Newsletter 2012

All from a visit to a Suffolk steam museum

Last August my wife and I were staying for a few days in a farmhouse B&B near Saxmundham in Suffolk. During our last day in the area we visited the Longshop Steam Museum in Leiston, formerly part of the factory of Richard Garratt and Sons, manufacturers of agricultural machinery, steam engines and trolleybuses. On one of the display panels were ‘The Reminiscences of a Garratt Girl’. Ruth Ottley had joined the firm at 16 or 17 to do war work, from the early days of WW2 until March 1943, when she was detailed by ‘officials’ to upsticks and move to Marconi’s in Chelmsford as part of the war effort. There she met and married her future husband. The display panel acknowledged the article to Ruth Freeman of Chelmsford.

What had happened to Ruth Freeman at Marconi’s? A check in the Veterans register led me to Pat Freeman, with a career in Marconi Comms, retiring as Manager of Customer Service Division in 1968, who in 1943 was working in the Crystal Department at Baddow, where he met and subsequently married Ruth Ottley after her arrival there. I met Pat recently, now living in a retirement home in Chelmsford, and came away with a potted resumé of his Marconi career and copy of the article below which appeared in the December 1972 edition of ‘Link’, the MCSL house journal. It describes what must be a typical web of relationships and friendships within the Marconi family of companies.

Pat Freeman joined the Marconi Company in 1937 after leaving King Edward VI Grammar School, Chelmsford. Called up before the outbreak of the war he was soon recalled to Marconi’s where he was engaged in the development and manufacture of specialized quartz crystal units. In 1949 he transferred to the VHF Development Group and in 1957 was appointed leader of the VHF Special Designs Section. He later joined Telegraph Development Group working on error correcting equipment and was responsible for the design of the HU126 7?unit monitor. He subsequently took charge of a section concerned with the development and design of Marconidata equipment, then became Chief of Installations, Line Communications Division. He finally retired as manager of Marconi Customer Service Division.

Following his retirement, partly as a result of his marriage to the Garret Girl, who sadly died three years ago, he developed a consuming interest in steam traction engines. For some years Publicity Officer of the East Anglian Traction Engine Society, he has a number of books on the history and use of steam engines to his credit. He is still active in EATES, and now, with his daughter June continues to make contributions to the society’s journal and website. Ed.

They say that one wedding brings another. But certainly a wedding brings old friends and relations together from the four corners of each family. Pat Freeman of Writtle recalls the day when he and his wife Ruth went for the first time to see their son Tony’s fiancée’s parents, Jack and Margaret Parker. “Directly I saw Jack I thought I recognized him, but could not place him. Then the penny dropped. We had worked together as friends in the boys’ shop at New Street; and there was a lot to talk about as we had not seen each other for thirty years.” Tony Freeman and Christine Parker were married in October. Over a hundred relations and old friends assembled to wish them well.

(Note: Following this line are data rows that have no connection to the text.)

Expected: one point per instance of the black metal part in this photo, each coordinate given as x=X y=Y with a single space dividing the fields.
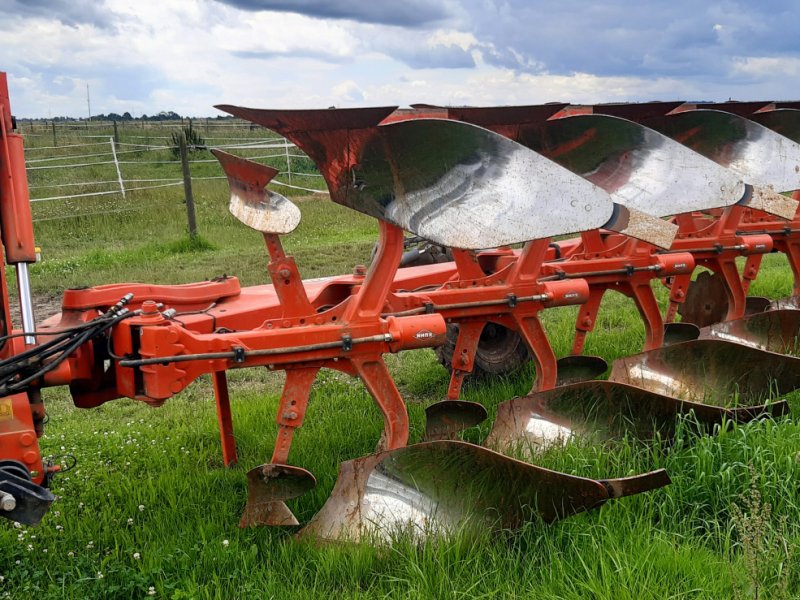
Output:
x=32 y=500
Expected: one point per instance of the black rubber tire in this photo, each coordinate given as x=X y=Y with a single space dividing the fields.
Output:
x=500 y=351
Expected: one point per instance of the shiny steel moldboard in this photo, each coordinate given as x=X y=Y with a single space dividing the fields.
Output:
x=595 y=411
x=639 y=167
x=251 y=202
x=446 y=487
x=785 y=121
x=774 y=330
x=711 y=371
x=757 y=154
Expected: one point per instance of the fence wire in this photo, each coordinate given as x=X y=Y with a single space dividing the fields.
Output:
x=133 y=157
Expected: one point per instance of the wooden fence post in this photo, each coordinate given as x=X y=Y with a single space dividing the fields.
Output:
x=187 y=187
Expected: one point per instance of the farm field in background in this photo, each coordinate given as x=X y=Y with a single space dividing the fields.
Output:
x=149 y=511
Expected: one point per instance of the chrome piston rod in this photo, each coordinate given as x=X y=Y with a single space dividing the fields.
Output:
x=26 y=303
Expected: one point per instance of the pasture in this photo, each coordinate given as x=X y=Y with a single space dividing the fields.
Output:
x=149 y=511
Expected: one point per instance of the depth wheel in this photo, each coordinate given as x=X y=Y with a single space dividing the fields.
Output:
x=501 y=351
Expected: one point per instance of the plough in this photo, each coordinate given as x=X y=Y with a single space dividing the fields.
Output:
x=653 y=191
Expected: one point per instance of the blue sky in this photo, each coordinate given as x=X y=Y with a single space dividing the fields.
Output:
x=187 y=55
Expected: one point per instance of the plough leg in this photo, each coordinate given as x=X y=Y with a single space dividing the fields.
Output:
x=544 y=359
x=587 y=316
x=224 y=419
x=379 y=383
x=443 y=420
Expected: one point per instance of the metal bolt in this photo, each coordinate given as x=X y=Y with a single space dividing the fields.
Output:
x=7 y=502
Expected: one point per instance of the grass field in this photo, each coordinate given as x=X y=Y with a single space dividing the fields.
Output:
x=149 y=511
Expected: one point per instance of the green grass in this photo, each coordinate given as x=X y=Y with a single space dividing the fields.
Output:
x=150 y=482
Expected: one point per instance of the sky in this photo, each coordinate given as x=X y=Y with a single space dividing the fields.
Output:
x=145 y=56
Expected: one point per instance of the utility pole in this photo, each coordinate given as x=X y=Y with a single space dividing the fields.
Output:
x=88 y=106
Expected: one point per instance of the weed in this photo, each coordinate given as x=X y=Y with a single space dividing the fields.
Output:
x=766 y=546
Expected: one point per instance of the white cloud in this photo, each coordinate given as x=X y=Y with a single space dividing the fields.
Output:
x=187 y=55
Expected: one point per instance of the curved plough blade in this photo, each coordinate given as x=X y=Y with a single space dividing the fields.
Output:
x=639 y=167
x=775 y=330
x=785 y=121
x=706 y=300
x=251 y=202
x=268 y=488
x=445 y=419
x=579 y=367
x=455 y=184
x=710 y=371
x=675 y=333
x=790 y=303
x=766 y=160
x=451 y=487
x=595 y=411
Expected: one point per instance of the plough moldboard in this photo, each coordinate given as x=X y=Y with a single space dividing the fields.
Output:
x=650 y=192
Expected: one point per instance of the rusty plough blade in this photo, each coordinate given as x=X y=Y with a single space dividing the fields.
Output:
x=444 y=420
x=254 y=205
x=776 y=331
x=268 y=488
x=451 y=487
x=595 y=411
x=710 y=371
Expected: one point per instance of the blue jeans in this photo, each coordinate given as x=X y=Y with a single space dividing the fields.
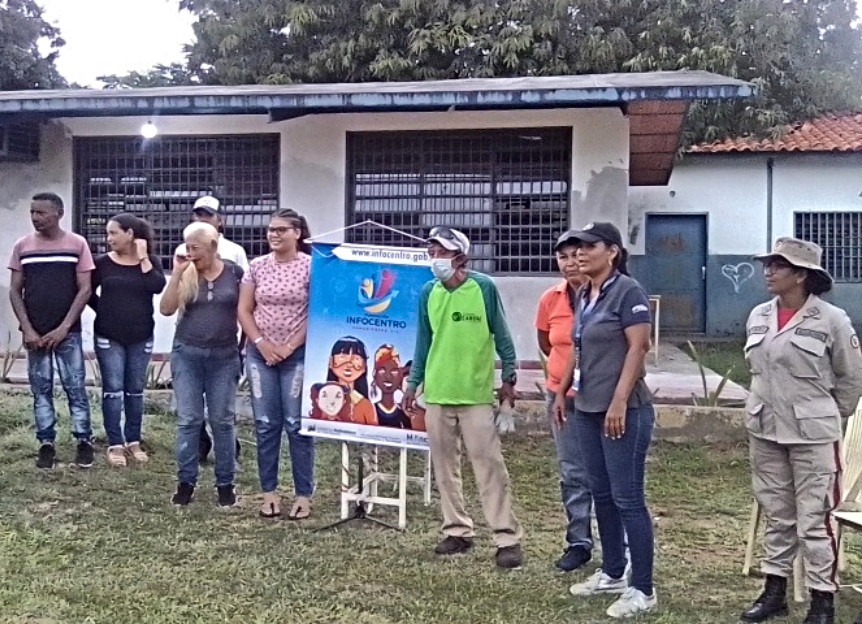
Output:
x=574 y=483
x=199 y=372
x=70 y=364
x=124 y=375
x=276 y=399
x=616 y=474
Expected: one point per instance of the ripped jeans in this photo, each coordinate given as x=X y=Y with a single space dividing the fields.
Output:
x=276 y=399
x=124 y=375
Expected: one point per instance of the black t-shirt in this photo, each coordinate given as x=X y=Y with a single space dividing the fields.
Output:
x=210 y=321
x=124 y=306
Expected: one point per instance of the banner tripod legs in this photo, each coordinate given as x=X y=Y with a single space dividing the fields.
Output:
x=360 y=512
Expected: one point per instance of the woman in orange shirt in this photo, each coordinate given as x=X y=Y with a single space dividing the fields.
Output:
x=554 y=322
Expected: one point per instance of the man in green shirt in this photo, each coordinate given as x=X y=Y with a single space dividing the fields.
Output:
x=461 y=324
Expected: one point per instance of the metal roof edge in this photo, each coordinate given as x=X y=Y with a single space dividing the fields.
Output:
x=485 y=94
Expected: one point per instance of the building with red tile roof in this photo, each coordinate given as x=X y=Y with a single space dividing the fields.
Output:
x=692 y=241
x=838 y=132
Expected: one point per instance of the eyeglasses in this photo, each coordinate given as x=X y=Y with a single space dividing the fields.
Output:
x=279 y=231
x=776 y=265
x=340 y=359
x=441 y=231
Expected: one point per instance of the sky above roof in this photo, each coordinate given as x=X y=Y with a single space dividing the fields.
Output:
x=117 y=36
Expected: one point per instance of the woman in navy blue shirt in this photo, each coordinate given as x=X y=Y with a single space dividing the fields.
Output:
x=613 y=414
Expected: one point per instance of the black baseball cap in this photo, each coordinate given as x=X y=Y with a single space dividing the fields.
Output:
x=599 y=231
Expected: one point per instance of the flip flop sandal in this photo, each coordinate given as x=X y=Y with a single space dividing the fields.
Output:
x=300 y=511
x=274 y=512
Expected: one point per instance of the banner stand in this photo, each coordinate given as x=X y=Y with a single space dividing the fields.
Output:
x=367 y=492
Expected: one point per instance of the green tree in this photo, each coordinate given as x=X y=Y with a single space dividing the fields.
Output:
x=804 y=55
x=159 y=76
x=29 y=46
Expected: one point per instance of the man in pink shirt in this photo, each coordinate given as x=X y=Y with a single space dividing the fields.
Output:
x=50 y=286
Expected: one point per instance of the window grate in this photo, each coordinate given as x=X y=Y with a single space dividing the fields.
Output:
x=840 y=235
x=160 y=179
x=508 y=190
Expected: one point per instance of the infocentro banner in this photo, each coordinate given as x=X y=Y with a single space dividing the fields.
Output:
x=363 y=315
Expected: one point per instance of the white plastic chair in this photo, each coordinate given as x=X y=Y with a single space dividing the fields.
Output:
x=849 y=513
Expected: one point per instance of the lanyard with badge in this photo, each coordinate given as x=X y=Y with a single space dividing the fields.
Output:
x=586 y=308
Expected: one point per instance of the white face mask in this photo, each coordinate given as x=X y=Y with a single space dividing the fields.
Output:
x=442 y=268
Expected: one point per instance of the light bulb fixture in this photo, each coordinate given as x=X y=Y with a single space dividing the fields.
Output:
x=149 y=130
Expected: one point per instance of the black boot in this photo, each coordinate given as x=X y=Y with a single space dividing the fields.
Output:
x=822 y=608
x=772 y=602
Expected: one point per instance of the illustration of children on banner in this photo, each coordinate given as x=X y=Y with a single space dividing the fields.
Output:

Looking around at the guests during the reception Pat was interested to see how closely many of them were linked with the Company. He had met Ruth his wife while they were both working in the Crystal Department at Baddow during the war. Their best man was Jimmy Aikman who also worked there, and Pat had been his best man when he had married Joyce, a Marconi girl. Jack Parker, Christine’s father, is now working for Jack Sutton on TV transmitter assembly in Building 29, and Margaret Parker worked in Section 16 at New Street during the war. Jack’s brother-in-law Les Beard works at Waterhouse Lane.

Ruth’s brother George Ottley works in Envelopment at Writtle. George is a keen cricketer and has bowled very successfully for Marconi elevens since he joined the Company over twenty years ago; Pat’s sister Eileen worked at New Street for a time. Her husband Jim Joslin is now in the Works at New Street; Pat’s other sister, Norah, worked in the Crystal Dept. at New Street, and his father worked in the Crystal Dept. at Baddow for many years. Crystal Dept. was so important that it was divided into two.

June Freeman, Pat’s daughter, was one of the bridesmaids. She worked at Writtle during vacations and is now at college learning to teach mentally handicapped children. His son Tony, oddly enough, has not actually worked for Marconi. But he has played football for them all his life. His father was Vice-Chairman of the Marconi Football Club.

Christine has not worked for the Company either. Her connections with it are happy memories of children’s parties. Tony and Christine now have a bungalow in Burnham. They both work for the Royal Insurance in London.

The band at the wedding—it was an evening reception—was a young group becoming increasingly well known, Time Out. Its leader, lan Ruddle, works in Systems Planning, Writtle, in fact, in the next hut to Pat. And the photographer who put the happy gathering on record, a camera club friend of Pat’s for twenty years, was none other than Company photographer Les Dyer.’